Garmisch-Partenkirchen (dpa/ taz) — „Was haben die Deutschen heute auf ihre Skier geschmiert?“, fragte sich der verblüffte Platzsprecher Christian Neureuther. Gerade hatte Markus Wasmeier mit der Startnummer 38 die Bestzeit des Österreichers Patrick Ortlieb, der zwei Stunden zuvor als erster in die Kandahar-Abfahrt gegangen war, um sechs Hundertstel Sekunden unterboten, kurz zuvor war der Oberstdorfer Hansjörg Tauscher mit dem zweitbesten Abfahrtslauf seiner Karriere bis auf sieben Zehntel an Ortlieb herangekommen.

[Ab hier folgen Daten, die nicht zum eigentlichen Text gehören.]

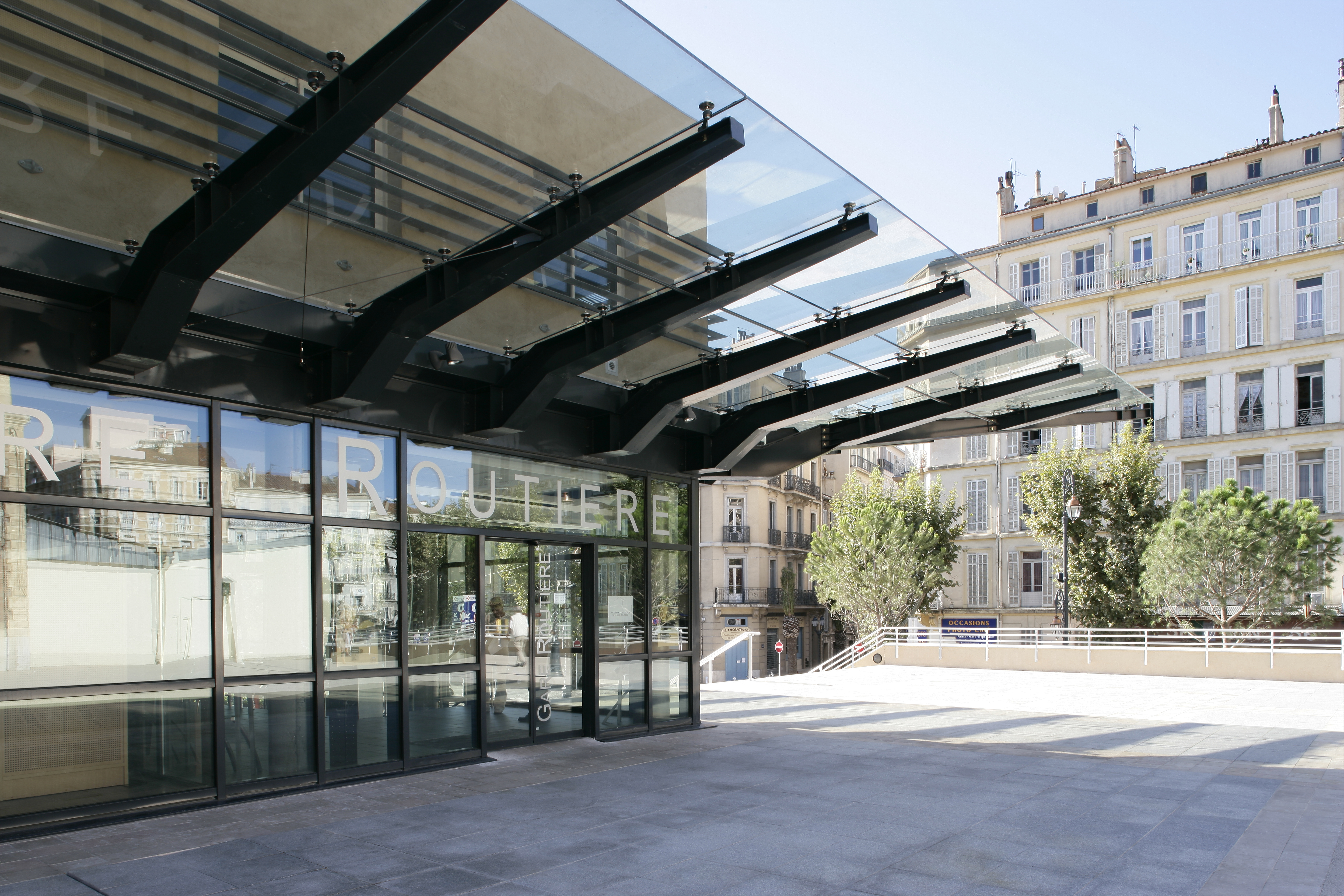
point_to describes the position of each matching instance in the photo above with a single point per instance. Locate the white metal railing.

Als sich der 28jährige Wasmeier waghalsig die völlig vereiste Piste hinunterstürzte, die mehr an eine Bobbahn erinnerte als an eine Abfahrtsstrecke, hatte der Österreicher längst alle Gratulationscouren hinter sich. Seit die Fahrer der ersten Startgruppe entweder langsamer oder auf der Strecke geblieben waren, wähnte sich Ortlieb als sicherer Sieger, und auch das österreichische Fernsehen hatte sich nach der Startnummer 30 beruhigt ausgeblendet.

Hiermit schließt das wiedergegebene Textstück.